10 WWE Stars Who Were TRULY Buried
4. Rusev
Rusev is in exile, currently, reportedly exhausted by a machine that has failed him.
And it has failed him. Rusev is genuinely a very, very good performer who might yet prove himself to be better than that beyond the confines of the WWE system, like Jon Moxley, PAC and KENTA before him. His grasp of selling is superb, and his registering is indicative of an exceptional talent, too. At his motivated best, Rusev boasts an ability to project himself as a star, as well as an artist. He got over as a retrograde foreign heel, an act he wasn't even best suited to, but Vince McMahon "got" that.

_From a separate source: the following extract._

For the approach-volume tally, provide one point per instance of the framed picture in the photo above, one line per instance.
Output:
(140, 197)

He has booked acts in that vein for years and years.
But he doesn't "get" the Rusev of such endearing, irreverent comedic instincts. It isn't broad enough for his "such good sh*t" sensibilities, which was achingly clear when he never got behind the Rusev Day bit in spite of palpable crowd support.
His conduct on Twitter is not shrewd - "Bury me softly brother" was a curtain-revealing in-joke too far - but by that point, you sense Rusev had lost patience and hope. Perhaps that whole mess accelerated the parting of Rusev Day - a senseless waste of an act that were grassroots popular among live crowds, and have individually achieved nothing since.